The experimental C++ code that implements this algorithm can be found in my yuvlab git repository.

Future improvements

Encoding

It should be possible to improve the compression ratio by using more fine-tuned encoding techniques. For instance, it turns out that the packed chroma data can be further compressed by about 30-50% by using regular entropy coding tools such as gzip or lz4.

It may be possible to exploit similarities between nearby blocks, e.g. by using delta-prediction (similar to how pixel values are predicted in PNG).

It may also be possible to use non-linear coding of chroma values such that small deltas have more accuracy than large deltas, similar to DPCM encoding. For instance, instead of encoding C₁ and C₂, we could encode (C₁+C₂)/2 and (C₂–C₁)/2, where the latter can be treated as a “delta”.

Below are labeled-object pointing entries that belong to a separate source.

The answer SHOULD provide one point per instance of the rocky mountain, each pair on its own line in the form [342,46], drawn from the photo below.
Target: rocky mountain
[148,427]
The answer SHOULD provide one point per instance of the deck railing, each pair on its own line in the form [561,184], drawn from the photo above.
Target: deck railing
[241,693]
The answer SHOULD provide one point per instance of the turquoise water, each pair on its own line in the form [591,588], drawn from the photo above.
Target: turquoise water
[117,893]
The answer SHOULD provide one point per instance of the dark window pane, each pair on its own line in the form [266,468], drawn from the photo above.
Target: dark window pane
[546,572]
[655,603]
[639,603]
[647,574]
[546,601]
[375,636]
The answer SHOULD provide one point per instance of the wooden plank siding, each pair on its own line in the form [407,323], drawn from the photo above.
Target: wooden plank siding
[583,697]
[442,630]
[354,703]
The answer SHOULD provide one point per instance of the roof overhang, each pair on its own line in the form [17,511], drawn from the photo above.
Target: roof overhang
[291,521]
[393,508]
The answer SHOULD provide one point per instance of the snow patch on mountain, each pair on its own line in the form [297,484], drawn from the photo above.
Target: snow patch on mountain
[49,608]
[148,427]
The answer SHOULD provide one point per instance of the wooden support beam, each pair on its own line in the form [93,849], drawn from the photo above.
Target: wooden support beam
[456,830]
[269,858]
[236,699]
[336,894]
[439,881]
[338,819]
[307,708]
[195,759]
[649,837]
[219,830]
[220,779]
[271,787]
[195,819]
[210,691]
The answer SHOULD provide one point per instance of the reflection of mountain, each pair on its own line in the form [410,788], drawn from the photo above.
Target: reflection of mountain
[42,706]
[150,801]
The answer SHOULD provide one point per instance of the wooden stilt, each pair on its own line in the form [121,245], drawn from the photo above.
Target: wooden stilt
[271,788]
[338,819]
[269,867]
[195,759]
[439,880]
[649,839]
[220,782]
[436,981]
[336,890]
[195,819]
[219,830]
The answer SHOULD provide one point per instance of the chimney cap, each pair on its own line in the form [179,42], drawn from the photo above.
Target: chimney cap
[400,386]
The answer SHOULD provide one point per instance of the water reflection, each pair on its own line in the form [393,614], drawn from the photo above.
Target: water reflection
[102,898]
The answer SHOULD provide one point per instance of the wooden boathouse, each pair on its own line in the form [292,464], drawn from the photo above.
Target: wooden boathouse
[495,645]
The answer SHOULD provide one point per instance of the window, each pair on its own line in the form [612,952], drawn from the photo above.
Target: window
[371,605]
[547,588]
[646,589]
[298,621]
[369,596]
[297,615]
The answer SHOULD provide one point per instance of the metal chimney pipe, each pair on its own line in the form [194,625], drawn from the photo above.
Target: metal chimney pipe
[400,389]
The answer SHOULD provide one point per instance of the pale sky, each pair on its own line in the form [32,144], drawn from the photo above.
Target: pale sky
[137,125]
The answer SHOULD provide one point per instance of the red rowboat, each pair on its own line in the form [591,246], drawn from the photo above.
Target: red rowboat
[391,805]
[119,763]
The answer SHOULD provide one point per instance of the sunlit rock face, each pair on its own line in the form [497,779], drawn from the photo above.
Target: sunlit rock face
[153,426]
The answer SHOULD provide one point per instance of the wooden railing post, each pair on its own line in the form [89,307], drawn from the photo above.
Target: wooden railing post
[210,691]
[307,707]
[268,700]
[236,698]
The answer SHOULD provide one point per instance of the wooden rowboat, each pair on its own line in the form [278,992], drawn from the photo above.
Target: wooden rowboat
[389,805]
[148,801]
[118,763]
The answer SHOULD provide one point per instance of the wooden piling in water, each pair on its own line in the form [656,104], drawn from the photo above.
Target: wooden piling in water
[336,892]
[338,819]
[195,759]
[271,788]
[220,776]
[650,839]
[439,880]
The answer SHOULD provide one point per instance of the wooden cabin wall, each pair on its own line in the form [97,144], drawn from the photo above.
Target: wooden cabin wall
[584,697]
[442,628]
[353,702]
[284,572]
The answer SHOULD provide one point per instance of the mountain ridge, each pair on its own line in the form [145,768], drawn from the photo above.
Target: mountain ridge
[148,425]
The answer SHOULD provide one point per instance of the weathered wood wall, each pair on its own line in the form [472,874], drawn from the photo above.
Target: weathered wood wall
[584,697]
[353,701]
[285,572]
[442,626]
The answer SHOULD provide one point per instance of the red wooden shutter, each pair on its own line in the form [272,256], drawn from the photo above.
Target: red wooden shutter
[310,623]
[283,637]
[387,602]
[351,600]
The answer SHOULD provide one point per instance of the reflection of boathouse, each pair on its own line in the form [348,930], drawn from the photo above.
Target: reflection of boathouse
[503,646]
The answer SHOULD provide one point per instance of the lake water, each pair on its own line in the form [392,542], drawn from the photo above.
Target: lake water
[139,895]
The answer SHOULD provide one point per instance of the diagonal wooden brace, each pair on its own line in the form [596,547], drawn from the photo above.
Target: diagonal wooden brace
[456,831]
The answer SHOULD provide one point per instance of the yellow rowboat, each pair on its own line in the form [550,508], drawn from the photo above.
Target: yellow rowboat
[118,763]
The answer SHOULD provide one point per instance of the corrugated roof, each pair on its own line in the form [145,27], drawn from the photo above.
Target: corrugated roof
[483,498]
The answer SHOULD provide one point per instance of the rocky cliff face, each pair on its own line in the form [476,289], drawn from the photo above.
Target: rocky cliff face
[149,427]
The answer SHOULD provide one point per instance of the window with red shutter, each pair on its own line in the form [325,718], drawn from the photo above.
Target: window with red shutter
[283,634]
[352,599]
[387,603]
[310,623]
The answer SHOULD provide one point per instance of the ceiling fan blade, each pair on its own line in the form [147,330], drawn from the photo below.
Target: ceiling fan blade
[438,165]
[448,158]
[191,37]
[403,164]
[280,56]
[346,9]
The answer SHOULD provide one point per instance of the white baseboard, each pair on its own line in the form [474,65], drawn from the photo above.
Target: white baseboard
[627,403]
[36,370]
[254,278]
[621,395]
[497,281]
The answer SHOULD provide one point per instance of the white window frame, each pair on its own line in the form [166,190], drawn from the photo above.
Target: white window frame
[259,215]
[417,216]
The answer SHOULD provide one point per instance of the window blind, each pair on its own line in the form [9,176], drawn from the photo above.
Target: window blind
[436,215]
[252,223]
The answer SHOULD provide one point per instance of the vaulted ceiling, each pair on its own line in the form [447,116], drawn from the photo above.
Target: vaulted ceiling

Naturally, we should also explore different lossless data compression algorithms (Huffman, deflate, …).

Deblocking

A problem with the current deblocking algorithm is that it assumes that differences to neighboring blocks at the block edge are errors, even if they are not. This can lead to smoothing artifacts around sharp chroma changes near block edges (e.g. synthetic color bars that line up with block edges).

One improvement could be to disable deblocking for blocks that have a low approximation error. That would unfortunately require us to send extra information about the blocks (e.g. one extra bit per block that tells the decoder to not apply deblocking).

Another possibility is to send a single per-image value that defines the error threshold that the encoder used. It could be used for weighting the deblocking effort, so that for images that were compressed with a strict error threshold we would use less smoothing, and thus reduce/eliminate the artifacts.

Software

There is currently only an experimental tool that implements this algorithm. It is not intended to be used for actual image compression. For instance a library with a clean API and an example tool that creates compressed images would be more useful.

An interactive Web tool would also be neat.

Disclaimer

The algorithm described in this article was developed from scratch by means of experimentation and trial and error (with no help from AI, not even for coding assistance). I have no idea if this algorithm is novel or not, but it is based on separately well known techniques (such as color space conversions, linear regression, adaptive refinement and interpolation).